Usibelli has held permits for the site since the 1990s and has already conducted exploration and environmental research in preparation for a feasibility study.
The mine’s permits currently up for renewal are open to public comment until mid-October and have attracted enough citizen complaints to spur reaction from federal authorities.
OSM official Kenneth Walker reportedly told the Alaska Department of Natural Resources in a letter dated last week that granting of the Wishbone Hill permits was not supported by the facts or applicable law.
The Associated Press said Walker requested any additional information on the renewals and extensions to provide clarity with regard to their validity.
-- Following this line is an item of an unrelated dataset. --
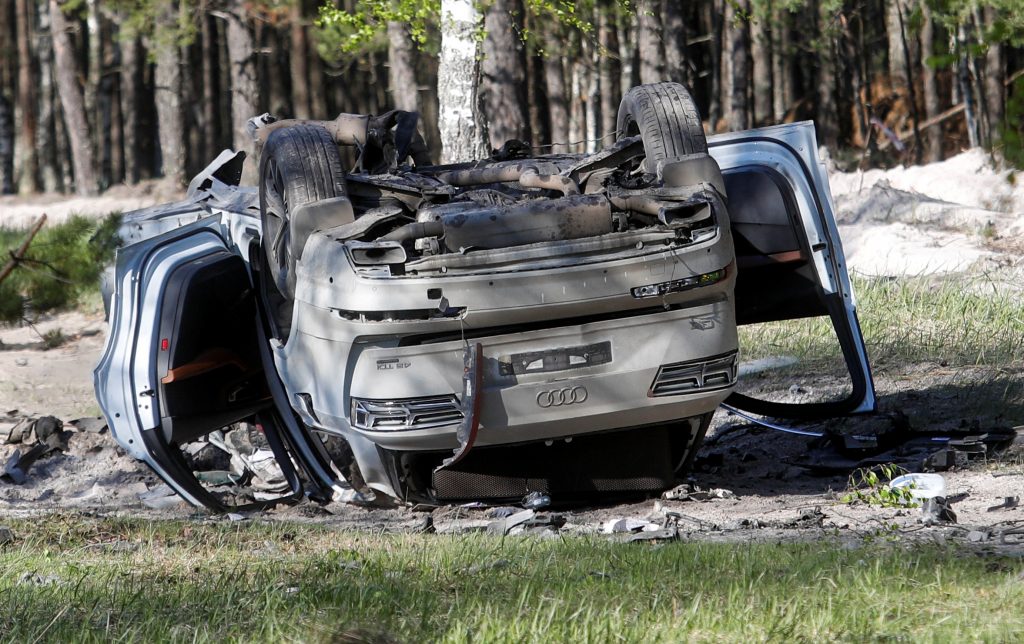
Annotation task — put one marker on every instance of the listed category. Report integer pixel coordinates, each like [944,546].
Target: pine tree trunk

The delay in the permitting process has prevented Usibelli from continuing development work at Wishbone Hill this summer and the miner has been barred from doing any work on the site until the permit issue is resolved.
Usibelli has responded by saying federal regulators are trying to bully the state of Alaska by second-guessing local permitting decisions that were made 16 years ago.
Although Usibelli has yet to determine the feasibility of the project, interest in resurrecting the historic coal mining area has attracted the attention of Japanese power company JPower and an Australian company called Riverdale Alaska.
Riversdale won a bidding war for 45sq.km of coal-bearing land in the nearby historic coal mining site of Chickaloon.
Although the 41sq.km Wishbone Hill claims only 14 million tons of identified coal reserves, Usibelli says the tenement has considerable value as the only bituminous deposit on the Alaskan road system.